Äusserlich ist der „Los Angeles Times“ nur wenig anzumerken von der inneren Unruhe, die Amerikas zweitgösste städtische Tageszeitung erfasst hat, seit deren Mitarbeiter wissen, dass ihr Blatt demnächst wohl erneut den Besitzer wechselt. Der alte Eigentümer, Immobilienmagnat Sam Zell, hatte die Tribune Co., der die „Times“ seit der Jahrtausendwende gehört, 2007 gekauft, ausgeweidet und ein Jahr später in Konkurs schlittern lassen.
Illustre Nachbarschaft
Die Zahl der Mitarbeitenden schrumpfte um die Hälfte auf 500 und diverse Sparrunden dünnten die Zeitung aus, liessen die Moral sinken. Gleichzeitig ist die Auflage der “LA Times“ seit 2000 um fast die Hälfte auf 600‘000 Exemplare gefallen‚ ein tieferer Fall, als ihn im selben Zeitraum vergleichbare Blätter wie die „Chicago Tribune“ oder die „Washington Post“ erfuhren.

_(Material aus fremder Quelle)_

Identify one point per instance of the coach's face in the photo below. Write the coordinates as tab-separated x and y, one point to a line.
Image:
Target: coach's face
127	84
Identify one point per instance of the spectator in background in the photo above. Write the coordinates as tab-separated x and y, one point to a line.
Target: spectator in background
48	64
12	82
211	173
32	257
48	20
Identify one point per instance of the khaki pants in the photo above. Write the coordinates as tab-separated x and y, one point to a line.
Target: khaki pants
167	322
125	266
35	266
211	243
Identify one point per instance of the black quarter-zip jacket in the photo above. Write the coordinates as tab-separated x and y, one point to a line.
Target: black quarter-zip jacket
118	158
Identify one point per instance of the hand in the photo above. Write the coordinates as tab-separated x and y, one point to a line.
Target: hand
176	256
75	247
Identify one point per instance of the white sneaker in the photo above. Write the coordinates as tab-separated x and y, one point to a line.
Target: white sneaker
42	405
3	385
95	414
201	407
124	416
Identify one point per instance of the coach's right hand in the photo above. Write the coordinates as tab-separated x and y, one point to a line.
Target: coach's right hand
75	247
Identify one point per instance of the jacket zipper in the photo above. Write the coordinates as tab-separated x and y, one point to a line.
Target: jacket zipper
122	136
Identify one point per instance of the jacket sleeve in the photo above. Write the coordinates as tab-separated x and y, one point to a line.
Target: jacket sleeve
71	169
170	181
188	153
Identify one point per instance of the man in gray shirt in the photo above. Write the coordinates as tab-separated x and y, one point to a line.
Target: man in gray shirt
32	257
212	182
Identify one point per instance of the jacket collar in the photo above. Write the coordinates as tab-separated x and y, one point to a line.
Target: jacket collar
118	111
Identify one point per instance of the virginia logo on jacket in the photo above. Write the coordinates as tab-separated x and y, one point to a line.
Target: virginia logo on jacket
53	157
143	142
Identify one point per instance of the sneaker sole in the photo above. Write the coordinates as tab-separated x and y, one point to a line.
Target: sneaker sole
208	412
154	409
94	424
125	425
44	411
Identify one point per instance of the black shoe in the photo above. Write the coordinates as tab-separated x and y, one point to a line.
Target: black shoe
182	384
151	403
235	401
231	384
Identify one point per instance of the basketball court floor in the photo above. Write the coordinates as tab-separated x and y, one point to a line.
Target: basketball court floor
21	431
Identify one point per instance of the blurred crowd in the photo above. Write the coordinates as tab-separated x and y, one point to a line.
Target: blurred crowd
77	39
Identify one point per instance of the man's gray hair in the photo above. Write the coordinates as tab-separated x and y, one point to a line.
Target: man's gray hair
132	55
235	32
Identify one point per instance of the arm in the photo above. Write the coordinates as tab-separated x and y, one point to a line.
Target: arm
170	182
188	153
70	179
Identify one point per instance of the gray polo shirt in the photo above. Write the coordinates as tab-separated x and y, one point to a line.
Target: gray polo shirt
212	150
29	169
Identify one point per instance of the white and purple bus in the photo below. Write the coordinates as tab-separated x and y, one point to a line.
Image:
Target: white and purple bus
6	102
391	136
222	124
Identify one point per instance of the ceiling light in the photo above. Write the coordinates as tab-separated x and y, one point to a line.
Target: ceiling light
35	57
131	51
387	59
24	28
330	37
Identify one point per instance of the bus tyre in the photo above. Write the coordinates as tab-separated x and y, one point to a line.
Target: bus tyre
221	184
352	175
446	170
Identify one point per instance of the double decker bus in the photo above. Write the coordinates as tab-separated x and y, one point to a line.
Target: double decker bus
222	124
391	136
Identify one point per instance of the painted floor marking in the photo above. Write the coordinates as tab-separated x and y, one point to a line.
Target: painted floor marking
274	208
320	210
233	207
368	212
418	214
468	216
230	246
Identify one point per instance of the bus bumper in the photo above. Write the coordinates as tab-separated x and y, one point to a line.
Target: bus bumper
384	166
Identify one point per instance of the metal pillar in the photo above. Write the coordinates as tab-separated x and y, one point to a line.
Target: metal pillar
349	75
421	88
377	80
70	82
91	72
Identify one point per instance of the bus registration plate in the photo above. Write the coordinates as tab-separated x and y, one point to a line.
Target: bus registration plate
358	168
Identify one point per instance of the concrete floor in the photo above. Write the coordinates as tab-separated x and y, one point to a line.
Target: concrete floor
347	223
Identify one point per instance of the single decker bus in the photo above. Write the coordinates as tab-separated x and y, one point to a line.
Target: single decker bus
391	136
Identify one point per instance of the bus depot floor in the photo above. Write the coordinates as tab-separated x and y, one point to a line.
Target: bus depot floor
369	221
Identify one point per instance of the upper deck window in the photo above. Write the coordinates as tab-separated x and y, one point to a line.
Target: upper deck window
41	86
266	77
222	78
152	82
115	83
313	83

Noch aber prangt das Logo der „Los Angeles Times“ stolz am imposanten Gebäude im Stadtzentrum an der Spring Street, direkt gegenüber dem nicht weniger eindrücklichen Hauptquartier des LAPD, der berühmt-berüchtigten Stadtpolizei. Deren unverhältnismässig brutales Vorgehen gegen den schwarzen Automobilisten Rodney King löste 1992 schwere Rassenunruhen aus, nachdem ein Gericht die involvierten Beamten freigesprochen hatte. Das LAPD, dem die Nähe zur Zeitung und deren Reportern angeblich nicht immer geheuer ist, beschäftigt heute gegen 13‘000 Leute.
Sturm der Entrüstung
Auch im Innern des Gebäudes, das von der Architektur her an einen Tempel erinnert, wird sichtbar, dass die 1881 gegründete Zeitung eine lokale, wenn nicht nationale Institution ist. Die Wände zieren historische Frontseiten, Bilder hauseigener Fotografen sowie gerahmte Auszeichnungen unterschiedlicher Provenienz, am prominentesten all die Pulitzerpreise, die das Blatt in seiner stolzen Geschichte gewonnen hat. In der mit Fresken verzierten Eingangslobby an der 1st Street steht noch, als Hommage an frühere Zeiten gedacht, eine Setzmaschine des Typs Linotype. Und im Gesundheits-bewussten Kalifornien fehlt auch ein Fitness-Raum für Mitarbeitende nicht.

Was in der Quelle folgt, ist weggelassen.